Can You Survive a Radioactive Zombie Apocalypse?
Our Three-part Series Will Tell You What You Need to Know to Help You Stay Alive.
Originally published on TS Alan’s blog in May 2014. This re-post has been updated.
Most zombie genre authors don’t write about it and films don’t touch on it, but in a zombie apocalypse you’ll be dealing not only with the rampaging undead but most likely ones that are radioactive. When an outbreak happens, workers that maintain power stations, specifically nuclear power plants, will no longer be there to keep critical systems operational. Furthermore, the diesel engines used for backup generators only have enough fuel supply for three days.
There are 104 operational nuclear reactors in the United States alone with a second reactor due to come online in 2016 at the Watts Bar, Tennessee facility, and 28 applications since 2008 received by the U.S. Nuclear Regulatory Commission for proposed new nuclear reactors. There are now over 440 commercial nuclear power reactors operating in 31 countries. 56 of those countries operate a total of about 250 research reactors and a further 180 nuclear reactors power some 140 ships and submarines.
Nuclear power plants have fail-safe measures in place to prevent nuclear meltdown in case of a power failure. These include emergency diesel-powered generators, which are used to keep cooling pumps running. However, they will fail once their fuel supply depletes. Since spent fuel rods keep generating heat even after they are extracted, they are kept in deep pools of chilled, flowing water until they are cool and safe enough to be extracted and disposed of properly. Once the pumps stop, however, the cooling tanks will heat up causing the water to boil off; and when the water boils off, the fuel rods will become exposed and explode.
The destruction of these plants will cause massive radioactive noble gases and radioactive fallout far worse than Chernobyl. The chance of you being exposed to radioactivity is likely, even more so for those who live near nuclear power plants. And those zombies? The mostly brain dead undead will be wandering around all the fallout absorbing mass amounts of radioactivity, creating a radioactive zombie apocalypse.
Short-lived radioactive isotopes such as I-131s are initially the most dangerous. But due to their short half-lives (of 5 and 8 days), they will quickly decay. Since radionuclides with short half-lives break down long before they can affect groundwater supplies, this means that groundwater will not be badly affected. However, it will be the longer-lived radioisotopes such as cesium and strontium (with a half-life of nearly 30 years) that will remain the most dangerous. So, even though Potassium Iodine (the most common and effective treatment for radiation poisoning), if you can find it and take it in time, can effectively block the thyroid gland’s absorption of radioactive iodine and thus help prevent thyroid cancers and other diseases that are caused by exposure to airborne radioactivity, it is not a magic pill. There is no medicine that will effectively prevent nuclear radiation from damaging the human body.
So how can you avoid contamination? How can you tell if you are wandering through a radioactive hotspot, or that food or water supply you have just scavenged is irradiated, or that horde of zombies pursuing you is radioactive? You’ll need a Personal Radiation Detector (PRD) to warn you, so choosing the right one is a matter of survival.

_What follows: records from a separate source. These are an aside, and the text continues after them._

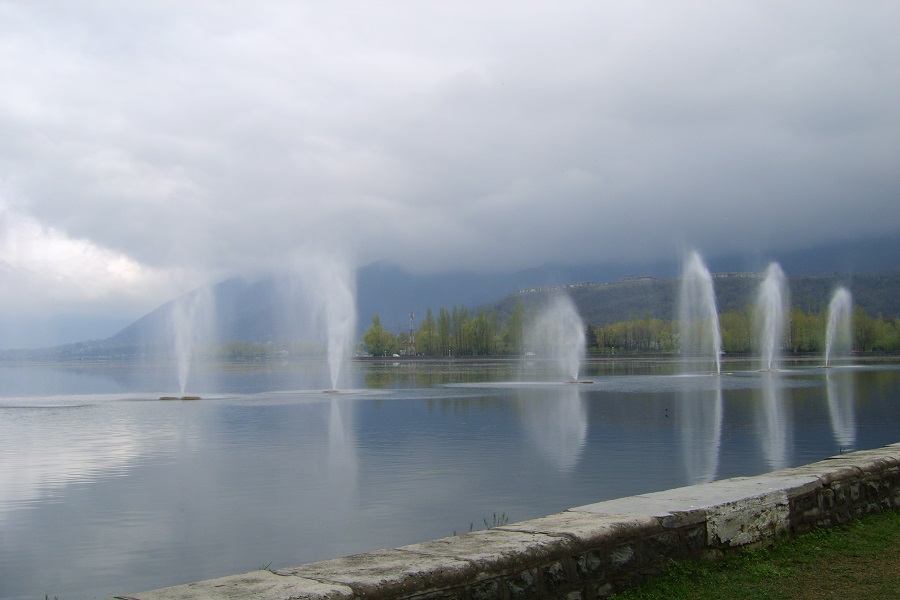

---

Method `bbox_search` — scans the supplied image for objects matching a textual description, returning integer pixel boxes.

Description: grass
[611,511,900,600]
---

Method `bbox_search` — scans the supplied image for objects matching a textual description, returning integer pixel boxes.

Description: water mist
[169,286,215,397]
[526,295,585,381]
[825,287,853,367]
[755,263,790,371]
[678,251,722,373]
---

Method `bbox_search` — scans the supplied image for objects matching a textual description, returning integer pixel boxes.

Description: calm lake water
[0,361,900,600]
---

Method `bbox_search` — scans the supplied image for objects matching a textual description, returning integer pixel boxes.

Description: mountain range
[0,232,900,357]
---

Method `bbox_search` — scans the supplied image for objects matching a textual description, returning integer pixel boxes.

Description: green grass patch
[612,511,900,600]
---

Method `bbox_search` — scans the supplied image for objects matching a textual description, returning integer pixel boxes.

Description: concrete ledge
[116,444,900,600]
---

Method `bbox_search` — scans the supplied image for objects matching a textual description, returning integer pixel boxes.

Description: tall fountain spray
[678,251,722,374]
[324,264,356,390]
[170,286,215,397]
[825,287,853,367]
[526,294,585,381]
[293,254,356,391]
[756,262,789,371]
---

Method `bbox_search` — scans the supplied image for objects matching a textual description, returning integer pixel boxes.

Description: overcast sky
[0,0,900,332]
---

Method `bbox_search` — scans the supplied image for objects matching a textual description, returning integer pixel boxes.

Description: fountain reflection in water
[526,294,585,381]
[757,372,791,471]
[825,370,856,452]
[825,287,853,367]
[678,251,722,374]
[680,377,722,484]
[517,385,588,472]
[755,263,789,371]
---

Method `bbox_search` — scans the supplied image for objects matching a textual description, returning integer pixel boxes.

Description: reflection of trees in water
[825,371,856,452]
[756,373,791,470]
[673,378,722,483]
[518,384,587,471]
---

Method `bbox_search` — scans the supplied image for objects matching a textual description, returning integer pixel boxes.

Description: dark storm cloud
[0,1,900,316]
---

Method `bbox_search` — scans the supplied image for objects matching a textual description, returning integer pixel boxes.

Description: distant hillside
[0,264,900,359]
[485,271,900,326]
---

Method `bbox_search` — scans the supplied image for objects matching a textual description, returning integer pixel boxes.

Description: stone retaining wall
[123,444,900,600]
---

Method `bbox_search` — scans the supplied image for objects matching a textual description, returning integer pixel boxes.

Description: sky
[0,0,900,347]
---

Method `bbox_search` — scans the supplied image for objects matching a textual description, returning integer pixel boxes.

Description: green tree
[363,315,397,356]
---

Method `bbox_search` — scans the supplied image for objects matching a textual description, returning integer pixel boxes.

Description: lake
[0,360,900,600]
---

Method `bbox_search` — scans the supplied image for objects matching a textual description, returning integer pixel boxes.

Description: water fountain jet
[294,255,356,393]
[755,262,790,371]
[824,287,853,369]
[678,251,722,375]
[527,294,589,383]
[165,286,215,400]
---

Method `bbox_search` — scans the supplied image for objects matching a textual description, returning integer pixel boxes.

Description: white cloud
[0,0,900,328]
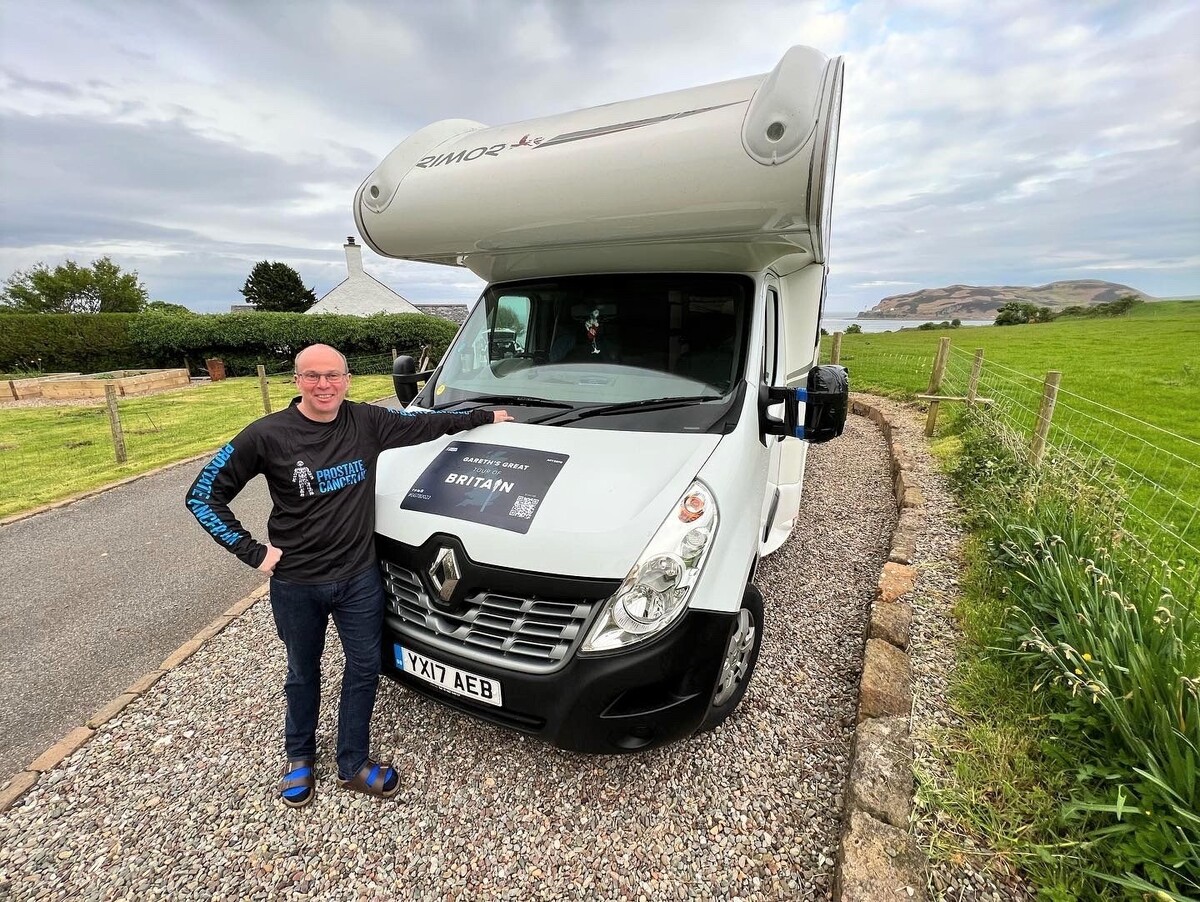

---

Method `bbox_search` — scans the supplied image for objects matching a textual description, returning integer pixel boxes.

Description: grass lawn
[822,301,1200,557]
[0,375,391,517]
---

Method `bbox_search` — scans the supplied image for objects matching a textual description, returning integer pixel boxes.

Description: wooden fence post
[967,348,983,407]
[925,338,950,435]
[258,363,271,414]
[1030,369,1062,467]
[104,384,125,463]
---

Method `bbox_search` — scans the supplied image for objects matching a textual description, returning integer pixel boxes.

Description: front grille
[382,560,595,673]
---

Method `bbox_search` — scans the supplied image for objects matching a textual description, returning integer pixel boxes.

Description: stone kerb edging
[0,583,270,813]
[834,398,928,902]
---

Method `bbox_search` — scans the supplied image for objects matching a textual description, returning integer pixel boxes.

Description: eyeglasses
[296,373,349,385]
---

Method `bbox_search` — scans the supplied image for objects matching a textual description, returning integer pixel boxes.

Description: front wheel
[700,585,763,732]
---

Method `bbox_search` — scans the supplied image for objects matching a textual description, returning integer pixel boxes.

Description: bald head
[295,344,350,373]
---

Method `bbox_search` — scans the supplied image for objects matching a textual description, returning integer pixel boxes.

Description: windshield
[419,273,754,425]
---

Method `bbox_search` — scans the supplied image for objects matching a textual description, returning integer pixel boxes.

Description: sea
[821,313,992,335]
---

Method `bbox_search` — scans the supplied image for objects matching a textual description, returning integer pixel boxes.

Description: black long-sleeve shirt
[187,398,492,583]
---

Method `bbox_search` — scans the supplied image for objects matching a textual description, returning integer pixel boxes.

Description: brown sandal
[280,758,317,808]
[337,760,400,799]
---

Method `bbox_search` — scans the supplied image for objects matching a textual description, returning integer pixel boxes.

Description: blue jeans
[271,567,384,780]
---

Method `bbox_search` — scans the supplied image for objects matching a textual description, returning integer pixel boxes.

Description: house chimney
[346,235,366,278]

There are several inherent problems with many “portable” PRDs currently available to the civilian populous, starting with some meter units that are designed for ‘peace time’ low-level radiation use and will not detect the higher, more dangerous, levels associated with nuclear emergencies. Although these PRDs are adequate for measuring natural background radiation levels (and above) to a point, most will ‘max out’ before the radiation levels approach anything near life-threatening (100 rads per/hr). Trying to determine the maximum dosage rate a unit can measure can be difficult. Most manufacturers’ specifications can be confusing, unless you’re a nuclear scientist.
What you need is a PRD that can detect low-level radiation and can warn you away from exposure to those higher levels of potentially lethal radiation. Look for units that can measure from 1 μR to 600+ R, gamma and 1 to 100 cps, neutron. Keep in mind if the PRD’s highest measurable dose rate is one roentgen per hour, then it is far too low to be of much use in a nuclear disaster.
Other issues amongst most units are a very limited battery life, relying on “AA” or 9-V alkaline batteries, some only able to operate up to 600 hours. There is also a size issue. Many are the size of paperback novel and either need to be carried in your bugout bag or clipped to your belt.
The most important things to consider when purchasing a PRD are: its sensitivity range from background radiation levels to extremely high fields, weight, ruggedness, battery life, a small size and the ability to detect both gamma and neutron radioactivity.
There are a handful of PRDs that fulfill the aforementioned considerations, and the cost can vary from a few hundred dollars to well over $1,000. Whatever you decide, just remember: Think smart, shop wisely, stay vigilant and be safe.